Was Sara serious about cutting off the son whom she adored above all else? He had to accept that he was kept by his mother on a golden leash.
During the crisis, Franklin finally consulted Louis Howe [a political adviser] about what he should do. For Howe, that Franklin was seriously considering leaving Eleanor was as if a heavy bettor had seen his horse stumble midway in a high-stakes race. What of those White House dreams? Howe was desperate to get his horse back on track. The grounds for divorce in New York State were adultery, and the details of the affair, if revealed, would spell Roosevelt's political death.

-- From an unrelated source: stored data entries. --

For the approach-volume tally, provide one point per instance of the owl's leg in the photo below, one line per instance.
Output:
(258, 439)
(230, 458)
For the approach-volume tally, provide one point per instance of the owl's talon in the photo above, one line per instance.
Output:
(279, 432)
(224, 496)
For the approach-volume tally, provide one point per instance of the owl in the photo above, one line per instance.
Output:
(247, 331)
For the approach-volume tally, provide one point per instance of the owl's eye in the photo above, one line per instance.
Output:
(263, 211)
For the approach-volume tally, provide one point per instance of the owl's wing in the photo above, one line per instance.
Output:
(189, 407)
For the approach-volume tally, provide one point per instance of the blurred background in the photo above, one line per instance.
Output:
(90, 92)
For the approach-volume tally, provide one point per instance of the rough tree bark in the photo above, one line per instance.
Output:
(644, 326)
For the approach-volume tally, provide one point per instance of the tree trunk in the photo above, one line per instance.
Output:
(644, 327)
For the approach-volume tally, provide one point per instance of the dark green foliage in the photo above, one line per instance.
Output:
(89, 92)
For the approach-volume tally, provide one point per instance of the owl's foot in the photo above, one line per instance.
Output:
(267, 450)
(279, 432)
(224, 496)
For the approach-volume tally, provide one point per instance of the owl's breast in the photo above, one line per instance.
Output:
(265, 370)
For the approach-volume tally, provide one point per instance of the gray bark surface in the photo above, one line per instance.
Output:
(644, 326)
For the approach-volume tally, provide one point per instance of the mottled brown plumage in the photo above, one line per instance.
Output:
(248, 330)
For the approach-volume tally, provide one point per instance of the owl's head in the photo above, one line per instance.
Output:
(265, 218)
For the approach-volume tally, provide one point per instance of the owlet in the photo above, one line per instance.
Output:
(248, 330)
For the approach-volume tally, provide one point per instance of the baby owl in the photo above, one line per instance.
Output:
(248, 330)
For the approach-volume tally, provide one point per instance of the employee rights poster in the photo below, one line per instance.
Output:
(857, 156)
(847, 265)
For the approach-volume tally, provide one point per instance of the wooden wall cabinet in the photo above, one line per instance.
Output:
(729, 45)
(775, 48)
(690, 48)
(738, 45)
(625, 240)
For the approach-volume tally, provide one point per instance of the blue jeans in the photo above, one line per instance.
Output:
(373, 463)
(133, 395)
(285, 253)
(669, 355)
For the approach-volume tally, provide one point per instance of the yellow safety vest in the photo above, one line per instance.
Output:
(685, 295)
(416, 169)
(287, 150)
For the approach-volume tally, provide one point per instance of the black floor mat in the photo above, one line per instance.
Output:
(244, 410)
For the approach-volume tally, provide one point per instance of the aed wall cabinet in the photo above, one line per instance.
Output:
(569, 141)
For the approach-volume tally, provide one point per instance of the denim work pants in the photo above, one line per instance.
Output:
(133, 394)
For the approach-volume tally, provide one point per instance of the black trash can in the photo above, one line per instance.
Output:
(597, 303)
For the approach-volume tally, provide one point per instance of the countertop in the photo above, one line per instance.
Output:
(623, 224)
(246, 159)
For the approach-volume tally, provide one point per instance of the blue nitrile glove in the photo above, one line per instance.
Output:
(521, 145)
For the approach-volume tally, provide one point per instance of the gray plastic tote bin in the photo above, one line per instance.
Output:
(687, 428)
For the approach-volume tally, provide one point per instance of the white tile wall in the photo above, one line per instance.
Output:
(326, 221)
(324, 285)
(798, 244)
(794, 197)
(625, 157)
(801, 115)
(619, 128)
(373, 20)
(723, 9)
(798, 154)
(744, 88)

Wrecked career. And if politics was out, what else would Franklin do? He was no businessman, no great shakes at the law. If he wanted to rise in politics, Howe warned, it would have to be with Eleanor at his side. If divorced, would he even be able to continue in his present job? Both he and Louis well understood Josephus Daniels's [secretary of the Navy] puritanical streak. How would a man who had rescinded the issuance of condoms for sailors on shore leave, who believed that virginity was the proper lot of healthy young men, react toward a subordinate enmeshed in an illicit affair?

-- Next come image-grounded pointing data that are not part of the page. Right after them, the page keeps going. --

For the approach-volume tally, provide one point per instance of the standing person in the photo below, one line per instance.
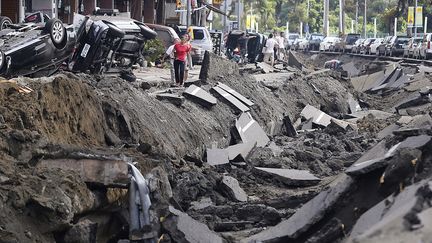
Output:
(188, 63)
(181, 51)
(281, 46)
(268, 50)
(171, 55)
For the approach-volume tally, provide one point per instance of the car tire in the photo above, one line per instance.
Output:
(128, 76)
(57, 32)
(146, 31)
(113, 30)
(5, 22)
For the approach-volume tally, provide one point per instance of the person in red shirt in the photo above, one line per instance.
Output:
(181, 50)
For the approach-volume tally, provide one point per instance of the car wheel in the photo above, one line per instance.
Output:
(57, 32)
(5, 22)
(128, 76)
(113, 30)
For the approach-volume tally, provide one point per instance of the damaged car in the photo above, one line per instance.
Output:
(34, 48)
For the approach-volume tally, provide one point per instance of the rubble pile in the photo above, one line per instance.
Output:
(298, 154)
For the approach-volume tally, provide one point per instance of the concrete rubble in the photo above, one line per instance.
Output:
(294, 154)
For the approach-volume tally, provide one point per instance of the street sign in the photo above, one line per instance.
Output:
(419, 17)
(410, 20)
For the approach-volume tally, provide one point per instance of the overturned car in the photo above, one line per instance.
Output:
(29, 48)
(94, 45)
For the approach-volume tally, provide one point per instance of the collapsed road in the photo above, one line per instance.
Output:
(252, 154)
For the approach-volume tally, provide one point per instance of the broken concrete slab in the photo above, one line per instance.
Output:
(290, 177)
(320, 118)
(306, 216)
(373, 159)
(183, 228)
(111, 173)
(265, 68)
(353, 104)
(250, 131)
(233, 190)
(200, 96)
(234, 102)
(217, 156)
(389, 214)
(350, 69)
(293, 61)
(234, 93)
(240, 151)
(387, 131)
(172, 98)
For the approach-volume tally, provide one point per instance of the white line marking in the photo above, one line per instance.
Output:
(248, 125)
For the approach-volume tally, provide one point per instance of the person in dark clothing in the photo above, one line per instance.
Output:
(181, 50)
(242, 44)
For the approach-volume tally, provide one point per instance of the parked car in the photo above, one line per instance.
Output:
(30, 49)
(255, 44)
(290, 40)
(411, 46)
(300, 44)
(365, 46)
(327, 42)
(165, 34)
(314, 41)
(356, 46)
(200, 40)
(374, 46)
(130, 49)
(396, 45)
(381, 49)
(425, 50)
(348, 42)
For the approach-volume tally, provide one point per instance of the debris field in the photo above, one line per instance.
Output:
(291, 153)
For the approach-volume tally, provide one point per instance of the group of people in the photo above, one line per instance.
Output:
(274, 48)
(180, 59)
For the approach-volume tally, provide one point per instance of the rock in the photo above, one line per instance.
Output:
(82, 232)
(290, 177)
(172, 98)
(265, 68)
(233, 102)
(240, 150)
(18, 135)
(232, 188)
(217, 156)
(182, 228)
(395, 218)
(306, 216)
(103, 172)
(250, 131)
(373, 159)
(200, 96)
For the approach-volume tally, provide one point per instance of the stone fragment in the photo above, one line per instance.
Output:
(232, 188)
(183, 228)
(306, 216)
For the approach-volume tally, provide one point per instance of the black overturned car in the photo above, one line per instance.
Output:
(34, 48)
(40, 46)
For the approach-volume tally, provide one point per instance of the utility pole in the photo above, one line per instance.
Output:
(238, 14)
(325, 19)
(225, 17)
(357, 6)
(364, 20)
(188, 15)
(342, 17)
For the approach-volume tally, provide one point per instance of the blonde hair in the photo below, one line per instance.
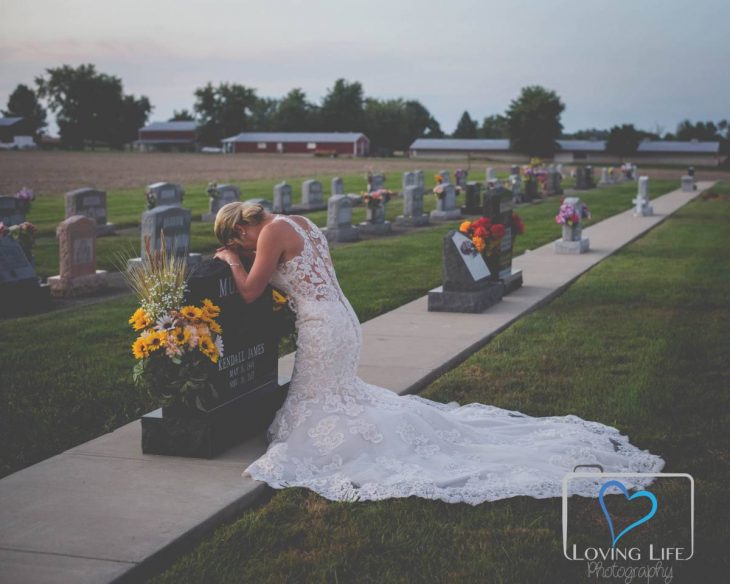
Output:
(236, 213)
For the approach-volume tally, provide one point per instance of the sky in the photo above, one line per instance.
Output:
(651, 63)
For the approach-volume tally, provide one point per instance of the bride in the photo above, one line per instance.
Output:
(349, 440)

Franklin now accepted what he had to do. But first, with his two-track mind well in command, he immersed himself in department business. He prepared for Daniels an analysis and recommendations based on what he had found in Europe. The ever impressed Daniels sent Franklin's paper to President Woodrow Wilson with a note praising the "clear, concise, and illuminating report [by] the clear-headed and able FDR."
Finally, Franklin knew that he must face Lucy. Where did they meet? That they did meet after Eleanor's discovery of the affair is known because many years later, Franklin's daughter, Anna, who had come to know a middle-aged Lucy, told an interviewer, "L. M. hinted to me there were a couple of such meetings to wind up loose ends." When they met, whatever their private anguish, the ego-driven Franklin could not resist sharing with Lucy the contents of his European diary. He showed her passages describing the high personages he had dealt with, the dangers he had endured, a rousing speech he had made while sheltered in the woods near Amiens.
Before his departure to Europe, they had spoken of marriage. It could not be, he told her; Eleanor would not grant him a divorce. His deception was double-edged. He had first deceived Eleanor. Now he was deceiving Lucy with the claim that Eleanor stood in their way. Years later, Anna gave an interview to Joseph Lash, Eleanor's biographer, who asked her if "FDR may have used the story of er's refusal to give him a divorce as a way of putting off Lucy." Anna agreed. As for Eleanor, though her heart had been broken and her self-esteem battered, Franklin's decision to stick with her came as a relief since, as Anna put it, "She loved the guy deeply."
It is unlikely that Franklin told Lucy the principal demand Eleanor had extracted from him: that Lucy was to be effaced from his life. Eleanor had imposed on him a second condition: He was never again to share her bed.